UN ambassador Watson spoke extensively in the run-up to Beauty and the Beast’s release about her desire to make Belle a more “feminist” Disney princess. During her acceptance speech, she said that she thought she had been given the award “because of who Belle is and what she represents.

“The villagers in our fairy tale wanted to make Belle believe that the world is smaller than the way she saw it, with fewer opportunities for her – that her curiosity and passion for knowledge and her desire for more in life were grounds for alienation,” said Watson.



“I loved playing someone who didn’t listen to any of that,” she continued.

“I’m so proud to be a part of a film that celebrates diversity, literacy, inclusion, joy, and love the way that this one does.”

Millie Bobby Brown was the first actor to win a gender-neutral Best Actor in a Show award, for her role as Eleven in Netflix’s hit sci-fi mystery series Stranger Things. In her acceptance speech, the 13-year-old British actor thanked the show’s creators for creating “a badass female iconic character that I’ve got the honour to play.”

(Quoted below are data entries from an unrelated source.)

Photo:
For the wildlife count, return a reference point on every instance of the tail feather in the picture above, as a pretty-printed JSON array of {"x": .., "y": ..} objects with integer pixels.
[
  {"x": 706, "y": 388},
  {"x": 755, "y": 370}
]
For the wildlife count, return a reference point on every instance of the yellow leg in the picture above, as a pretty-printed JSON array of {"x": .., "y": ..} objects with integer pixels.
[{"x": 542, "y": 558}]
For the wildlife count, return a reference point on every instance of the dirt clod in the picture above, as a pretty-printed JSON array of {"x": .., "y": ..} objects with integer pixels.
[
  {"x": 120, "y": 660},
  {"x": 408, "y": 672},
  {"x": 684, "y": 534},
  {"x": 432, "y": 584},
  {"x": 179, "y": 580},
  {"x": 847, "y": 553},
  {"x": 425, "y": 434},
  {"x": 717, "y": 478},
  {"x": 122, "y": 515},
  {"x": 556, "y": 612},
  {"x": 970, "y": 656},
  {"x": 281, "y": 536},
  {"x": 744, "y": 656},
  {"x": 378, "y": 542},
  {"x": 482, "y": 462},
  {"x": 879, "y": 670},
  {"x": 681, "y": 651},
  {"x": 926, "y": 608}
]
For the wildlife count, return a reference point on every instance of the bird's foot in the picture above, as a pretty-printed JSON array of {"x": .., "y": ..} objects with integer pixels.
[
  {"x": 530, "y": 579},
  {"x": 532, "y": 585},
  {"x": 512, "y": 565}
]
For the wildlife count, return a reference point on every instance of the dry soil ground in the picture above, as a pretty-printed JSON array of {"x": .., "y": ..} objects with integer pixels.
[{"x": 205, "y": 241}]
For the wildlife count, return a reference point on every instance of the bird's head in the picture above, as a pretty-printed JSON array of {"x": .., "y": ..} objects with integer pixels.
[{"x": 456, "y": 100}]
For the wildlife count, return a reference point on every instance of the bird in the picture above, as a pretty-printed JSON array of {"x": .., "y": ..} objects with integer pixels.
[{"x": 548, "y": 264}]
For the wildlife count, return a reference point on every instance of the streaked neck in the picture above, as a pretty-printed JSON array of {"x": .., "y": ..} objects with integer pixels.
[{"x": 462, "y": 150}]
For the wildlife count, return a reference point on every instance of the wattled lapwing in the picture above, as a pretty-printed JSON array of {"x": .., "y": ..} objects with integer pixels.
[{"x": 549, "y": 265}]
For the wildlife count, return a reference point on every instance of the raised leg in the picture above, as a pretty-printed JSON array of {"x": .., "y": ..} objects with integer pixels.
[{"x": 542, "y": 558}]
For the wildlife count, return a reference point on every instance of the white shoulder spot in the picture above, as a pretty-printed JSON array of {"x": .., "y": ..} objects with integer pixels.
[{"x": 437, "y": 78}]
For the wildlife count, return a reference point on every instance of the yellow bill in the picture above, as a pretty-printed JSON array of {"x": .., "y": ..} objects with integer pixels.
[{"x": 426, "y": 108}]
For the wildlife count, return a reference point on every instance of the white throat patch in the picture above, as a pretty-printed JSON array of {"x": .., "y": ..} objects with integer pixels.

With the inevitability of the sun rising in the east and all the nuance of the Kool-Aid man crashing through a wall, Piers Morgan was quick to cast aspersions over MTV’s introduction of gender-neutral awards.

Speaking on This Morning on Monday, the TV presenter – who unwittingly emulates Grandpa Simpson yelling at a cloud on a daily basis – Morgan said: “‘Should we ban the word man from life itself? Should nothing anymore be male or female?”

“Little babies just be little babies, no longer boys and girls?” Morgan continued. “Should it all just be ended? Should we end gender as we know it? Is it the end of gender?”

It was an interestingly neurotic take from a man known for accusing those he disagrees with of “hysteria” and “overreaction” – but Morgan did also display a heretofore unseen capacity for self-reflection.

“Am I wrong?” he asked. “Is it just me, or am I a creaking old dinosaur that doesn’t get it?”

We’ll let you be the judge of that one.